As periferias urbanas são conhecidas por serem lugares de alta densidade demográfica, que se caracterizam pela distância em relação ao centro da cidade, mas também pela precariedade ou ausência dos serviços essenciais. Em Manaus, é possível constatar com facilidade a precariedade e a inexistência dos serviços de abastecimento de água e esgotamento sanitário em amplas áreas da cidade, principalmente nas zonas periféricas.
Resultado de uma governança injusta e elitista que privilegia setores específicos da sociedade manauense, a periferia domina a maior parte de cidade, sendo ignorada pelos poderes públicos, impactando a experiência de vida de milhões de homens, mulheres e crianças.
Carentes de transportes coletivos, hospitais, segurança, moradia digna, escolas de qualidade e muitos outros serviços, as periferias assinalam o lugar social dos seus habitantes. Essas áreas representam a base da sociedade produzida pelo sistema político e econômico capitalista, que por sua vez, é promotor de desigualdades, racismos e violências sociais. A falta de água e esgotamento sanitário nas periferias evidencia este modelo social perverso, que é reforçado pela privatização, tornando a cidadania acessível somente aos que podem pagar.
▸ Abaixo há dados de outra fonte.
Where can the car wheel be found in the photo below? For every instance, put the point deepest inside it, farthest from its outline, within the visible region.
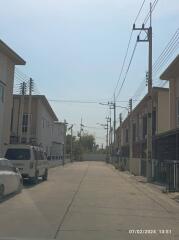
(35, 179)
(2, 190)
(45, 176)
(20, 186)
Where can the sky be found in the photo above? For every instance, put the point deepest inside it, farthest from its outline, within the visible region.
(74, 50)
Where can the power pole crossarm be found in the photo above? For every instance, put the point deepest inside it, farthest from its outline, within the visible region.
(148, 39)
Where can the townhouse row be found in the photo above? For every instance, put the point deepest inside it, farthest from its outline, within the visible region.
(15, 116)
(132, 134)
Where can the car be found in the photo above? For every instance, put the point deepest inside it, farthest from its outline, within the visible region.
(30, 160)
(10, 178)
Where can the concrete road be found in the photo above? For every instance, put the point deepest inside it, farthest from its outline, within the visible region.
(86, 201)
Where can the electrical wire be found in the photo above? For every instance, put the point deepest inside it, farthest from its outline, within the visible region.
(125, 76)
(128, 45)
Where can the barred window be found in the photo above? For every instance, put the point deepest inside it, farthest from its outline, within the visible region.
(1, 93)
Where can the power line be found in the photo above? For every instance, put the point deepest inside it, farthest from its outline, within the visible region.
(127, 70)
(128, 45)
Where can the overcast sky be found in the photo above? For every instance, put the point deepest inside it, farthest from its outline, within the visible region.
(74, 49)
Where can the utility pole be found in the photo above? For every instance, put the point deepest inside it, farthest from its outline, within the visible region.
(148, 39)
(114, 107)
(31, 84)
(64, 148)
(23, 88)
(108, 120)
(131, 135)
(81, 129)
(71, 147)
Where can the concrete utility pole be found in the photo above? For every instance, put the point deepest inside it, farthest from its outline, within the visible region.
(131, 135)
(114, 107)
(71, 147)
(23, 88)
(31, 84)
(81, 129)
(148, 39)
(64, 148)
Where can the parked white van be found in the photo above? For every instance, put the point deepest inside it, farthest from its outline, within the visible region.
(30, 160)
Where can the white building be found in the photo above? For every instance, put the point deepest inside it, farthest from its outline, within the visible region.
(45, 130)
(8, 60)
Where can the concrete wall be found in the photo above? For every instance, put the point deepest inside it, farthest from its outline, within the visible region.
(94, 157)
(163, 115)
(134, 165)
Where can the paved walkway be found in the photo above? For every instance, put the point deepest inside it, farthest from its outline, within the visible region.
(86, 201)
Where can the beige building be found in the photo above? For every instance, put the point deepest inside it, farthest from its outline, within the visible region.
(134, 127)
(45, 130)
(172, 74)
(8, 60)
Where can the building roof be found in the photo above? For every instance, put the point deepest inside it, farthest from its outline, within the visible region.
(44, 101)
(11, 54)
(172, 70)
(155, 90)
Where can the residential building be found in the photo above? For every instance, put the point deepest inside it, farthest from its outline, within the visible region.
(172, 75)
(8, 60)
(133, 130)
(45, 130)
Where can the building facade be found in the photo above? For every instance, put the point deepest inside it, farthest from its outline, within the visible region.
(133, 131)
(8, 60)
(44, 128)
(172, 75)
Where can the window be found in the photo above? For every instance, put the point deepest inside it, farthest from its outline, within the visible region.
(1, 93)
(17, 154)
(134, 132)
(177, 112)
(144, 127)
(127, 136)
(25, 122)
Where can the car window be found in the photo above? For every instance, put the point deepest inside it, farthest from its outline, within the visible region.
(17, 154)
(5, 165)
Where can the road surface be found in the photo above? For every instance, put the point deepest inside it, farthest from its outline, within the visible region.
(86, 201)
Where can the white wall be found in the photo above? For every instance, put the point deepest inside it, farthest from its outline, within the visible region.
(7, 77)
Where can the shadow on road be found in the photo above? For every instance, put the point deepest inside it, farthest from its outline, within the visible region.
(28, 184)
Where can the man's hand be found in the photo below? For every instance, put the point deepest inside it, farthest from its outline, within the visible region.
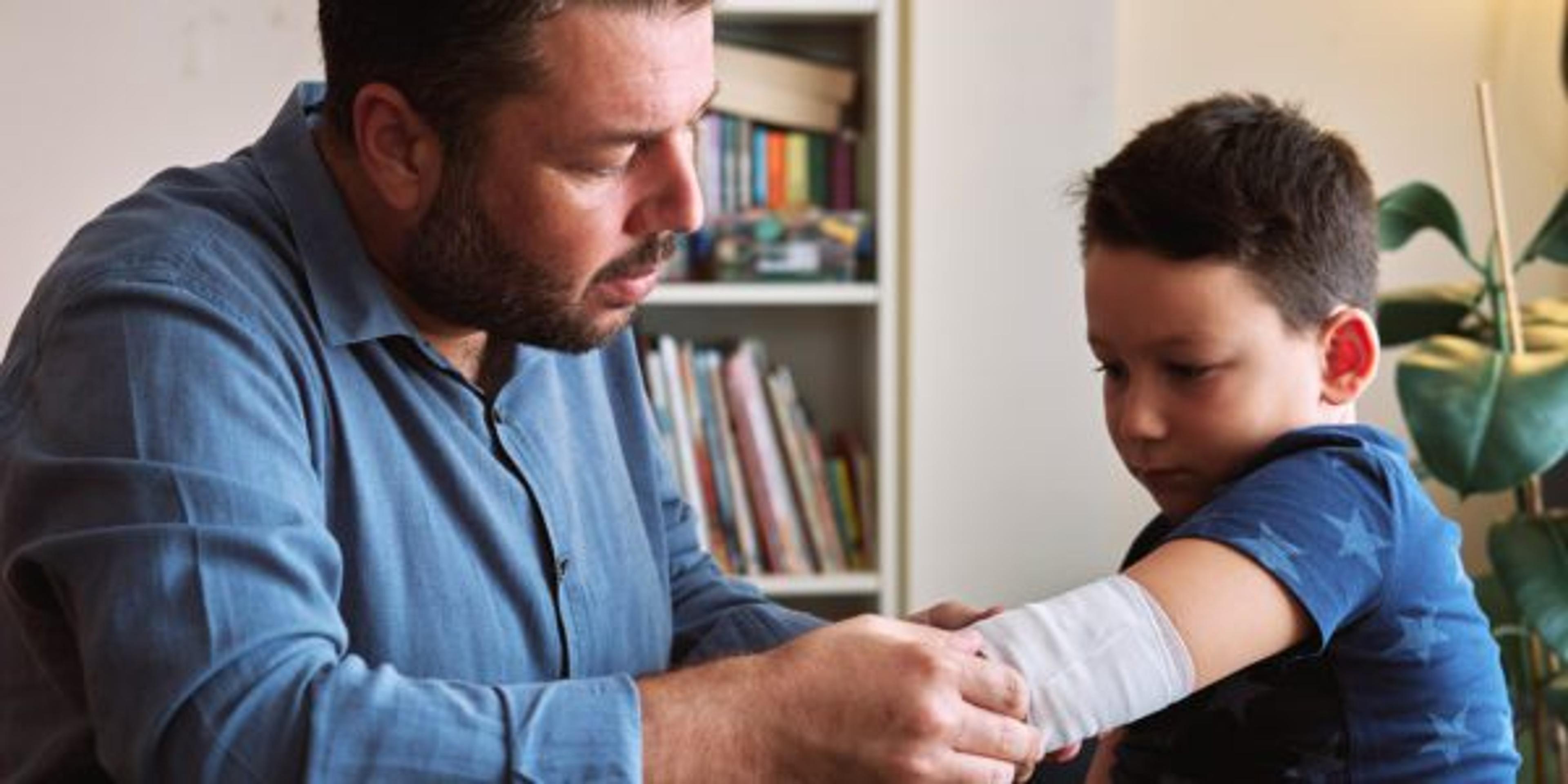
(863, 700)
O desempenho do saneamento básico nas periferias manauenses mostra que a política de privatização adotada é grande aliada de um sistema social injusto, que busca naturalizar a exclusão e o sofrimento das populações mais pobres impondo condições subumanas de vida, visto que a água potável e o esgotamento sanitário constituem serviços essenciais. Tal cenário é preocupante, pois normaliza um modelo de sociedade violento e agressor da dignidade humana.
Tal sociedade implica a existência de uma classe de empobrecidos condenados a viver perpetuamente sob o julgo da pobreza e da miséria, enquanto uns poucos vivem sob o luxo e a arrogância. Esta organização social, mesmo sendo moralmente condenável e ambientalmente insustentável, encontra poderosos defensores, mostrando que a indiferença, a falta de empatia e a cruelmente são condutas que determinam o arranjo social em que vivemos.
Os vinte anos de precariedade dos serviços de água e esgoto sob a gestão privada mostram que a privatização dos serviços públicos não visa a sua universalização, mas ao enriquecimento dos empresários do saneamento, que extorquem a população através tarifas elevadas e acessam a abundantes recursos públicos. Bairros como Jorge Teixeira, Santa Etelvina, Cidade Nova e outros são obrigados a sobreviverem em condições humanamente deploráveis para manter os lucros da concessionária Águas de Manaus.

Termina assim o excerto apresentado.